DemonicTh0t
this message may be offensive
TW: Thoughts of Death TW:Cutting Guess I'm here again somewhere to talk about my feelings and emotions. Barely any of my own friends can see the pain I'm forcing inside. All I do is fuck everything up. I fuck up any friendships I have. Fucked up my fucking life. One thing that I'm trying to fucking keep stable atm is my relationship with my bsf and boyfriend but everything is closing in on me so much fucking pain it's hard to take it. At times I make scenarios in my head of wanting to kill myself. I've only tried cutting twice in my life both never really cut through skin i dont wanna die but everything is so fucking hard everyone either fucking hates me or they barely text me unless they need something and I just need fucking help I'm fucked and my fucking issues dont help and me not knowing any kind of illnesses I have doesnt help shit either my family fucking hates me still.
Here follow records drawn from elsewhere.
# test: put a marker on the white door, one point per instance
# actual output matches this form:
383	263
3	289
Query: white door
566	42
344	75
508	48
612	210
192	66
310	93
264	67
Everyone tells me how I should be greatful my lifes not worse which I am fucking greatful but when I've been physically and mentally abused by my family and them telling me at least I'm not living on the streets like obviously I'm greatful to be under an roof but I dont wanna be traumatized like fuck. I just need fucking help but does anyone wanna give it to me? Not my family not majority of the friends I still fucking have like FUCKKKKK ofc I dont need help since to everyone I'm fine. So ig I have to be fucking fine cause fuck my feelings y'know... ugh no ones gonna read this bullshit. Fuck it oh well.